Canadian Heritage Minister Steven Guilbeault responded:
“We understand that for many Canadians, professional sport is a facet of their daily lives, and we certainly respect that. Through Sport Canada our government funds amateur and youth programs across the country. Sport Canada does not provide funding to for-profit independent leagues or goes outside of Football Canada’s mandate. We encourage organizations in need of assistance to talk to their financial institution and to see what options are available to them.”
Waugh provided his take on the answer directly afterwards:
“So I take it then, the answer would be no to the Canadian Football League.”
Following the proceedings in the house, Guilbeault wrote to Waugh on Twitter: “That would be wrong since we are in fact in discussion with the CFL. And Waugh replied: You said in the Chamber that that the government does not provide funding to for-profit leagues and that they should talk to their own financial institution to see what options are available to them.

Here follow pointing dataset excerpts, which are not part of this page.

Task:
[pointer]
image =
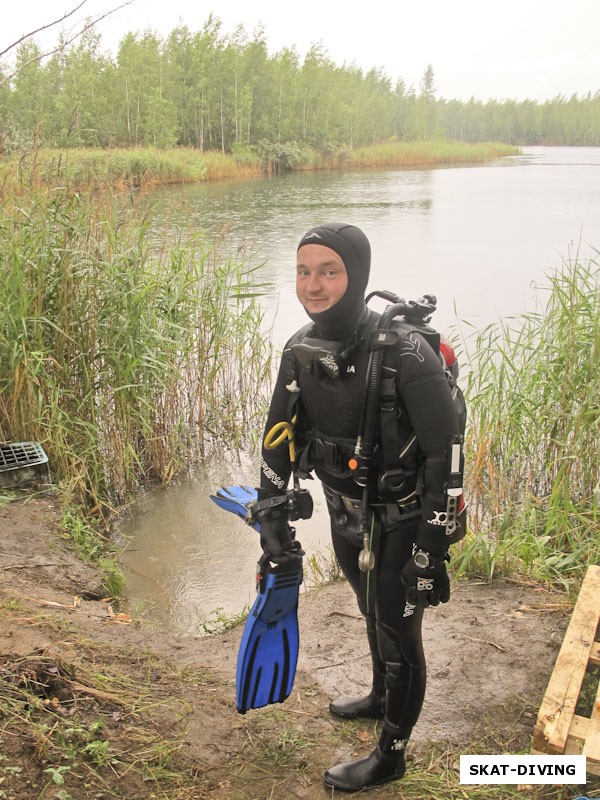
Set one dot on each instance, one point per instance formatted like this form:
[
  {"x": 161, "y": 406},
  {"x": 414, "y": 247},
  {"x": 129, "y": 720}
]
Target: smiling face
[{"x": 321, "y": 277}]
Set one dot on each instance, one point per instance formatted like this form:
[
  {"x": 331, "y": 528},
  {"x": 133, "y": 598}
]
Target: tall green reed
[
  {"x": 124, "y": 356},
  {"x": 533, "y": 391}
]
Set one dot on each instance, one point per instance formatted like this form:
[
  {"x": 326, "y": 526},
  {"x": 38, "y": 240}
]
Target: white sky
[{"x": 478, "y": 48}]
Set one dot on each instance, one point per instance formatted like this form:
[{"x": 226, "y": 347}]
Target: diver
[{"x": 386, "y": 444}]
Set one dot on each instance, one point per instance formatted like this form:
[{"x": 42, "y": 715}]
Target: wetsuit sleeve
[
  {"x": 426, "y": 396},
  {"x": 275, "y": 466}
]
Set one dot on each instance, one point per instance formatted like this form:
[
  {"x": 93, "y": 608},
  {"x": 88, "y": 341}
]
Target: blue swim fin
[
  {"x": 236, "y": 499},
  {"x": 268, "y": 652}
]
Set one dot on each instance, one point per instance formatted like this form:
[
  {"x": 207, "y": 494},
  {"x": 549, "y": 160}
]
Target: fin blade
[{"x": 268, "y": 652}]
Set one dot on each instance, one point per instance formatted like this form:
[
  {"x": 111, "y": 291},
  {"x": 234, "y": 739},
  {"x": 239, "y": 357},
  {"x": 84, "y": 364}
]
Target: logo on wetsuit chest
[{"x": 440, "y": 518}]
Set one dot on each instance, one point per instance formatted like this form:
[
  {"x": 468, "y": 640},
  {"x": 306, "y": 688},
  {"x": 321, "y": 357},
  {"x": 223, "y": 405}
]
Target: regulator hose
[{"x": 419, "y": 312}]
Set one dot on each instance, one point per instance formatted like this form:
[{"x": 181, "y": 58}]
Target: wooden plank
[
  {"x": 592, "y": 740},
  {"x": 558, "y": 706}
]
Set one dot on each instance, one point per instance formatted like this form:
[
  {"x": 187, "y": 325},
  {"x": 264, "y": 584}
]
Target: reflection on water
[
  {"x": 482, "y": 239},
  {"x": 188, "y": 557}
]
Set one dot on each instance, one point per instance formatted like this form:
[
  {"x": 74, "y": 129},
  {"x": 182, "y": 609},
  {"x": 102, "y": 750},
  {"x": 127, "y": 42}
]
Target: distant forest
[{"x": 212, "y": 91}]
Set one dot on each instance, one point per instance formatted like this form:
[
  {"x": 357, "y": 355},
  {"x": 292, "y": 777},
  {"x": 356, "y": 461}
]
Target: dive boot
[
  {"x": 369, "y": 707},
  {"x": 386, "y": 763}
]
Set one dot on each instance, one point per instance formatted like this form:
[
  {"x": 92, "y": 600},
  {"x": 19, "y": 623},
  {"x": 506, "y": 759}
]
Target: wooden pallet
[{"x": 559, "y": 730}]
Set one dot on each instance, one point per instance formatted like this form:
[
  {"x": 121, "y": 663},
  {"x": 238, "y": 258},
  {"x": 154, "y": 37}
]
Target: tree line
[{"x": 210, "y": 90}]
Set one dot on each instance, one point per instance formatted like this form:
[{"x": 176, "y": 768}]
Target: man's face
[{"x": 321, "y": 277}]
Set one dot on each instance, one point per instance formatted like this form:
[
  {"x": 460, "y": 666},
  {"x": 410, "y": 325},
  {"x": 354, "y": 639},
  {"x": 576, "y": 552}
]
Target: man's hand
[
  {"x": 275, "y": 535},
  {"x": 426, "y": 584}
]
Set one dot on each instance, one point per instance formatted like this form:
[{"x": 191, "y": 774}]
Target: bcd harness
[{"x": 371, "y": 452}]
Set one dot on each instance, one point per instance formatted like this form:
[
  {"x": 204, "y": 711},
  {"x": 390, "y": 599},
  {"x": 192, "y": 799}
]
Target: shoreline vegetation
[
  {"x": 125, "y": 357},
  {"x": 147, "y": 168}
]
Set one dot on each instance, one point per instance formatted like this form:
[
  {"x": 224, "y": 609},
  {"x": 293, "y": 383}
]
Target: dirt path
[{"x": 490, "y": 653}]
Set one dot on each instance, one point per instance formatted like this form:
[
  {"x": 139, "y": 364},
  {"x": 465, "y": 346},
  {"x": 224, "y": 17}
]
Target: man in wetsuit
[{"x": 322, "y": 380}]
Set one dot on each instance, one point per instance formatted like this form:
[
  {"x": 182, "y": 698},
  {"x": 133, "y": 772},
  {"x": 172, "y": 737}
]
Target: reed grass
[
  {"x": 412, "y": 154},
  {"x": 533, "y": 392},
  {"x": 123, "y": 168},
  {"x": 124, "y": 356},
  {"x": 146, "y": 168}
]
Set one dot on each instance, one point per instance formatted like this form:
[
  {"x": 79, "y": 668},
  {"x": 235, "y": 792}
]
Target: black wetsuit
[{"x": 329, "y": 410}]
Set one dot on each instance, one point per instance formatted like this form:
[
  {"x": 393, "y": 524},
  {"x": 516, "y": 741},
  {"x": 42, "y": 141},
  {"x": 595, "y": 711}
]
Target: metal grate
[{"x": 21, "y": 454}]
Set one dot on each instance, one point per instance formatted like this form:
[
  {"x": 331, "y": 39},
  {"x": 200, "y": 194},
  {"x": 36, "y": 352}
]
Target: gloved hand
[
  {"x": 426, "y": 585},
  {"x": 276, "y": 535}
]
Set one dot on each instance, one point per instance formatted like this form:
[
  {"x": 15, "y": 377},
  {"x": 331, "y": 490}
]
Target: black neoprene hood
[{"x": 351, "y": 244}]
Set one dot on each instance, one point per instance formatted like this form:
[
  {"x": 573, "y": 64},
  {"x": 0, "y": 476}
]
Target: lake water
[{"x": 481, "y": 238}]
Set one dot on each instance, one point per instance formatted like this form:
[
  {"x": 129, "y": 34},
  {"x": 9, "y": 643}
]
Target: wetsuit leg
[
  {"x": 399, "y": 630},
  {"x": 399, "y": 643},
  {"x": 347, "y": 552}
]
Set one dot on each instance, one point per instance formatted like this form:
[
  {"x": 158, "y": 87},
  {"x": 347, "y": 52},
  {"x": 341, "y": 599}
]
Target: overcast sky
[{"x": 478, "y": 48}]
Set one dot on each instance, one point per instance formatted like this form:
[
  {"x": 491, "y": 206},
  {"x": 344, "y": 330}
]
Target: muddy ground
[{"x": 169, "y": 728}]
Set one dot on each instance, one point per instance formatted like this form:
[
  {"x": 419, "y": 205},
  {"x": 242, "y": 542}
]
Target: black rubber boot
[
  {"x": 372, "y": 706},
  {"x": 368, "y": 707},
  {"x": 386, "y": 763}
]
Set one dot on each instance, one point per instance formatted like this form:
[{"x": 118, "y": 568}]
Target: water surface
[{"x": 481, "y": 238}]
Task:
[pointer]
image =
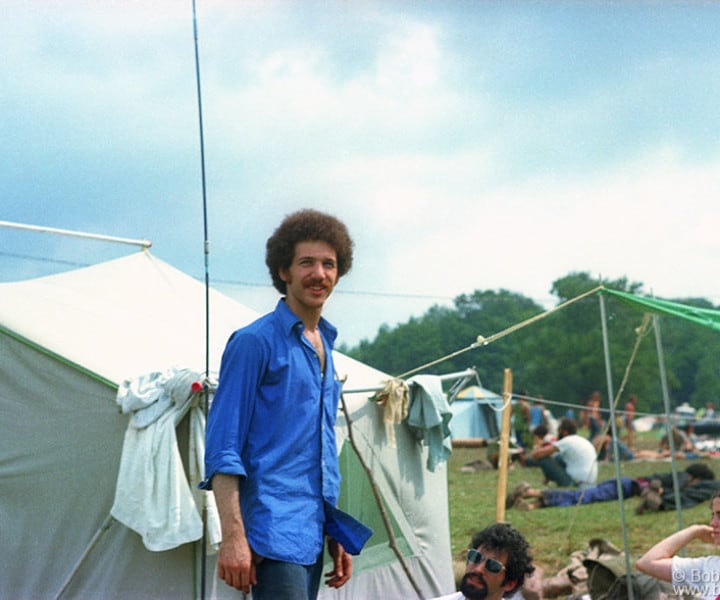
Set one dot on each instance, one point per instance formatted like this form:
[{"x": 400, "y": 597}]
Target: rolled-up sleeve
[{"x": 232, "y": 407}]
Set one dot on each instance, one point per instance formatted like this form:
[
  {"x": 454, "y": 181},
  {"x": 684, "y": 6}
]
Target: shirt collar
[{"x": 289, "y": 321}]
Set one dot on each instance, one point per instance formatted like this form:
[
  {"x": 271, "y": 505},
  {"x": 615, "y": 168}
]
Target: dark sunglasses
[{"x": 492, "y": 565}]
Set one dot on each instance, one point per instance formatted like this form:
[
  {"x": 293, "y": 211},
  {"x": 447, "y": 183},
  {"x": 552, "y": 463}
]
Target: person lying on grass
[
  {"x": 698, "y": 574},
  {"x": 697, "y": 484}
]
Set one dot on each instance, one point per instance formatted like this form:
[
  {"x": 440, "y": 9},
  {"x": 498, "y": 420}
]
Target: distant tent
[
  {"x": 67, "y": 342},
  {"x": 477, "y": 413}
]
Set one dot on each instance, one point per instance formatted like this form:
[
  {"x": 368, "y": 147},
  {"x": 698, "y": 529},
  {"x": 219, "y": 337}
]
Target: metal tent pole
[
  {"x": 616, "y": 460},
  {"x": 668, "y": 424}
]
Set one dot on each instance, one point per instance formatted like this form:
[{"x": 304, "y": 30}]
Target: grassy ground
[{"x": 554, "y": 533}]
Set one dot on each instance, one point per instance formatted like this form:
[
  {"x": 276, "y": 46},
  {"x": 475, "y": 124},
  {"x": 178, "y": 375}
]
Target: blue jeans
[{"x": 287, "y": 581}]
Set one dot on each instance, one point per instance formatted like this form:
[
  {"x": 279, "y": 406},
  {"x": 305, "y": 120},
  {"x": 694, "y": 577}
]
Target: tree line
[{"x": 560, "y": 357}]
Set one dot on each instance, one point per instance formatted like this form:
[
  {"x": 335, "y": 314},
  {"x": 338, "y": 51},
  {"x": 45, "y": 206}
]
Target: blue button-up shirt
[{"x": 272, "y": 423}]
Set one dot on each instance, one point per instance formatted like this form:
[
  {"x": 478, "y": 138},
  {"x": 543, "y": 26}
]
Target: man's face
[
  {"x": 311, "y": 277},
  {"x": 715, "y": 520},
  {"x": 480, "y": 582}
]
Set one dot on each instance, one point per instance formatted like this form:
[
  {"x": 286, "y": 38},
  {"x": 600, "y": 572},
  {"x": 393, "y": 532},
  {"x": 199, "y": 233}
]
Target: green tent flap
[{"x": 707, "y": 317}]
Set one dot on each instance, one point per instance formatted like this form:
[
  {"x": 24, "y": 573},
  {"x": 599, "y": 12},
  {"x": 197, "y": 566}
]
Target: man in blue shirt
[{"x": 271, "y": 456}]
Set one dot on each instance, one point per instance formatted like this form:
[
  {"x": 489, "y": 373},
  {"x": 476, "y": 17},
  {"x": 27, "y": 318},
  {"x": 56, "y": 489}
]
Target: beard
[{"x": 470, "y": 591}]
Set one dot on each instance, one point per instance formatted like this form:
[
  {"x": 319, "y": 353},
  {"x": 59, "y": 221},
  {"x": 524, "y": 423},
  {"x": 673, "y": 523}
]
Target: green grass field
[{"x": 554, "y": 533}]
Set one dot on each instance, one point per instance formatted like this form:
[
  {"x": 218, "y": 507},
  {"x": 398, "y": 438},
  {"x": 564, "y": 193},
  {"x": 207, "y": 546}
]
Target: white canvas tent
[{"x": 66, "y": 342}]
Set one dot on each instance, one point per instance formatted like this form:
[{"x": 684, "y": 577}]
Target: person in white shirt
[
  {"x": 497, "y": 562},
  {"x": 571, "y": 461},
  {"x": 702, "y": 574}
]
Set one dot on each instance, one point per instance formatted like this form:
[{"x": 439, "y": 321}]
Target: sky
[{"x": 467, "y": 145}]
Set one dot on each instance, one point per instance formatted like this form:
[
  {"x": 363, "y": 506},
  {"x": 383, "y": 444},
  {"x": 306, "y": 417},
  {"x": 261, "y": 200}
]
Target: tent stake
[{"x": 103, "y": 528}]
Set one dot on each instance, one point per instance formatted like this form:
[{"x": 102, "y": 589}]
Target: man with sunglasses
[{"x": 497, "y": 563}]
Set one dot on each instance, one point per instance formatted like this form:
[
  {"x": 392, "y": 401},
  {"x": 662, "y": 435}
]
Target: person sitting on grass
[
  {"x": 698, "y": 574},
  {"x": 497, "y": 563},
  {"x": 569, "y": 461}
]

If Guilbeault and Sport Canada have stiff-armed the CFL, there could be other avenues for the league to obtain government aid for return to play. Manitoba premier Brian Pallister pledged $2.5 million as part of Winnipeg tentatively being chosen as a hub city for the league potentially playing this year.
The CFL’s self-imposed deadline of July 23 for deciding on a condensed schedule or no football at all this year, looms.